Unfortunalely, AFAICT, the W3C Process allows a WG to publish pretty much whatever it likes as a Note. For example, the XHTML2 WG used this characteristic of the Process to publish http://www.w3.org/TR/2009/NOTE-xhtml-media-types-20090116/

> If it is not an extension spec, then what is it?

A document recounting the conclusions arising from HTML and XML specs given the constraint that a document be conforming HTML and conforming XHTML with the same DOM except for the representation of the xmlns attribute on the root (that constraint being the *definition* of polyglot).

> > If
> > conformance of either the text/html or the application/xhtml+xml is not
> > fully defined, such a lack of detail should be fixed in the upstream WHATWG
> > spec.
> 
> One example of such a (possible) detail is that (at least per Validator.nu),
> then, for XHTML5, there is no requirement to use <tbody> inside a table. Do
> you suggest to fix that in the HTML5 spec?

No. It’s an intentional feature.
Comment 5 Sam Ruby 2012-11-12 14:40:25 UTC
(In reply to comment #4)
> 
> A document recounting the conclusions arising from HTML and XML specs given
> the constraint that a document be conforming HTML and conforming XHTML with
> the same DOM except for the representation of the xmlns attribute on the
> root (that constraint being the *definition* of polyglot).
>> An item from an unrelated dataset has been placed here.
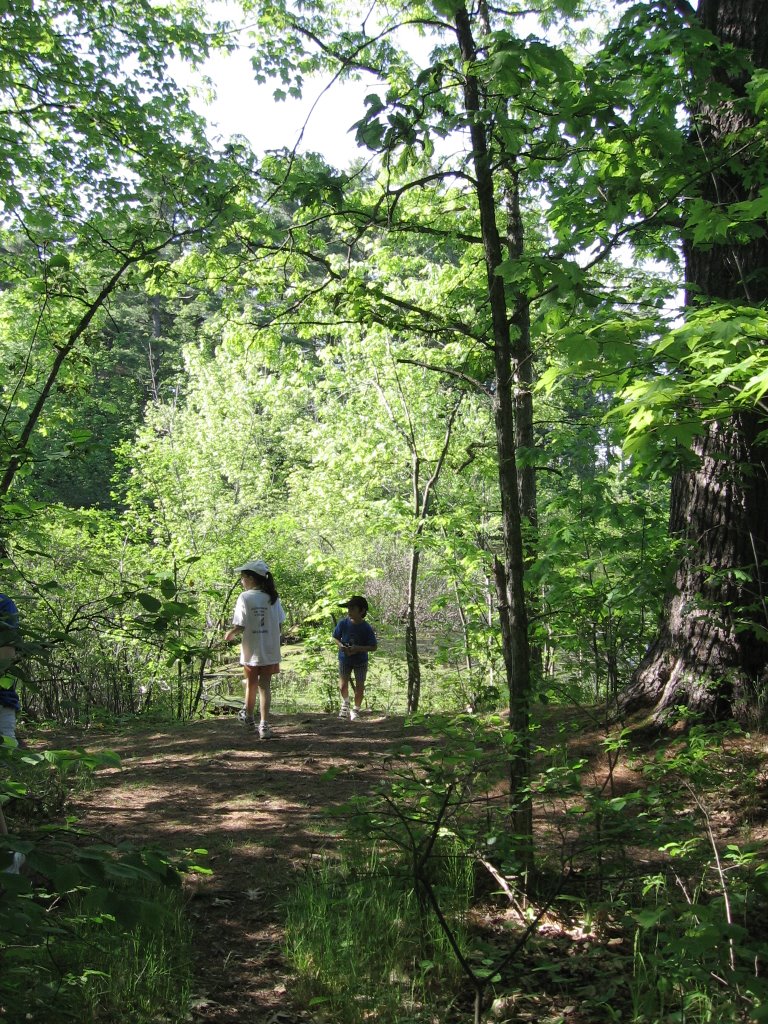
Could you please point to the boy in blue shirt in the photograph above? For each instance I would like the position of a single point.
(9, 702)
(355, 640)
I encourage those that wish to produce such an informative Note per above to do so, and those that wish to produce a normative profile HTML as a Recommendation do so.

This is precisely why I opened https://www.w3.org/Bugs/Public/show_bug.cgi?id=19925
Comment 6 Eliot Graff 2012-11-12 21:54:35 UTC
Thank you for your comments here and in the mail threads. I appreciate the time and effort that you put in this. I do not see, however, substantively new or different information here than in bug 9969 and bug 12725, both of which raise the same issue. 

My response in those instances was this:

After lengthy and careful consideration, I am going to resolve this as won't fix for the following reasons.

"Polyglot Markup: HTML-Compatible XHTML Documents" is a normative specification that defines and prescribes behavior for "polyglot markup," as defined within that specification. However, because there are no consequences to user agents, only to authors (not having the same DOM and not creating content that validates as either HTML5 or XML), I have consciously removed any RFC 2119 language, UNLESS it is required by an original normative specification.

Regarding the other issue in comment 1: as many other specifications do, the polyglot spec relies upon some definitions that come from other normative specifications. When and if the references within the polyglot spec are in error or mis-quote the original spec, a bug should be logged against the polyglot specification to that extent, and as editor, I will make corrections as quickly as possible.

Thank you for your patience and your input.